Justice, 9-11 styleThis fall, some incoming students at North Carolina’s community colleges are finding that the rules for getting educated just got more exclusive. Due to new federal requirements recently handed down by the U.S. Department of Justice after the Sept. 11 attacks, international students who do not have appropriate and valid student or work visas are being economically squeezed out of higher educational opportunities.
While the federal rules do not ban undocumented students from taking classes per se, the financial impact of these rules acts as an impenetrable barrier to undocumented workers and to rising and graduating undocumented seniors from area high schools. “We are not prohibited from enrolling undocumented aliens,” says Ron Miriello, vice president for student services at Central Carolina Community College, “but the college is prohibited from providing any local, state or federal benefit … [meaning] no financial assistance, which means they are not eligible for any scholarships or loans or subsidies, and they are also required to pay the out-of-state fee.”
For CCCC, with campuses in Pittsboro and Sanford, that means tuition for undocumented students has gone from under $600 per semester to over $3,000, effectively shutting out any opportunity that the community college once held for job training or English language proficiency classes.
Although the rules are only a few months old, they are already generating concern. “I have been inundated with many, many telephone calls from our three county service area … from people who were asking permission to let their employer pay their tuition … and I’m saying, ‘I’m sorry, you’re gonna have to pay $3,000.’”
The same impact is being felt across the state at dozens of community colleges. Nolo Martinez, director of the Governor’s Office on Hispanic and Latino Affairs, says it’s hard to know how many people are being affected, but his office has received “more than a few complaints,” mostly from undocumented workers who have lived here for five years or less. “It’s a very difficult thing to track,” he notes.
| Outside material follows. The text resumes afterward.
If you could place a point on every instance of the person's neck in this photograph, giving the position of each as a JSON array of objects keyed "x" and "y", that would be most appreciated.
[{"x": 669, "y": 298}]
While hard numbers are unavailable, Miriello says that the federal restrictions are a “high topic of discussion” among his colleagues at other campuses. “My counterparts…throughout the 59 community colleges are very concerned on how are they going to be able to serve the people in their communities that want to attend their colleges,” he says.
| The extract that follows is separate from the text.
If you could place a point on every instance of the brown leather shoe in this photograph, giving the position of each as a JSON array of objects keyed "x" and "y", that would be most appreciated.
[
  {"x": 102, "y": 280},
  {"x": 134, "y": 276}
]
Miriello sees it as a tragedy for young people who, through no fault of their own, are branded as outsiders. Many undocumented college-age students came long ago with their families, went through years of public education, and aspire to the same educational and employment goals as their native classmates. While an undocumented student who has been here for years must pay out-of-state fees, “that same student’s friend who graduated with him at Lee Senior High School, and may have only moved to North Carolina two years ago … can walk across the street and attend the same full-time classes for $566,” Miriello laments. “That puts it completely out of reach for those people who are here as undocumented or ‘illegal’ aliens.”
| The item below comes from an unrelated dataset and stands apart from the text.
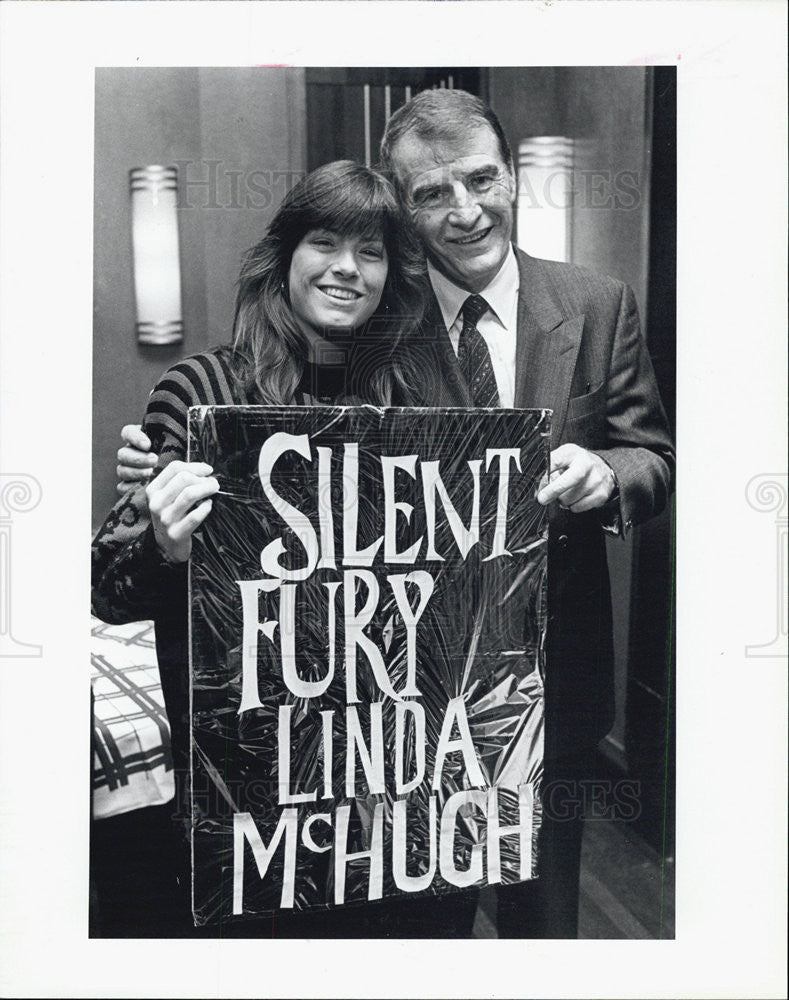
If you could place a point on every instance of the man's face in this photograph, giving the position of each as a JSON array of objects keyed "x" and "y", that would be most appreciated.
[{"x": 459, "y": 195}]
Work-related tuition waivers, which helped undocumented workers take classes at their employers’ expense, have also been affected by the new restrictions. “We’ve had to implement a procedure that prohibits [undocumented workers] from taking part in this waiver program,” Miriello said. That means employers would have to pay the out-of-state tuition. As a result, few employers, if any, will send undocumented workers to community college for skills development or technical training.
It’s still possible for state governments to come to the aid of undocumented students. Although federal funds will remain off-limits, the General Assembly can provide financial aid, and it can waive the tightening of in-state tuition requirements. “The state legislature has been asked by many organizations and educators to look into this easing of restrictions,” says Miriello, as has been done already in two other states with large Latino populations. Both Texas and California have passed legislation waiving the out-of-state tuition requirements. “They waived [out-of-state tuition rules] to their undocumented aliens because there are so many in their states that are doing important jobs and living there … they want to be able to offer them college educations to better their lives,” Miriello says.
The new federal rules also require community colleges to keep tabs on international students for the INS. Starting in January 2003, community colleges will be required to track international students and report to the Immigration and Naturalization Service via an INS Web site, a requirement also stemming from last year’s terrorist attacks. “All we’re going to be doing is reporting information that we have knowledge of,” pertaining to categories or validity of student visas, Miriello says, but “we will probably be mandated to report” knowledge of illegal status.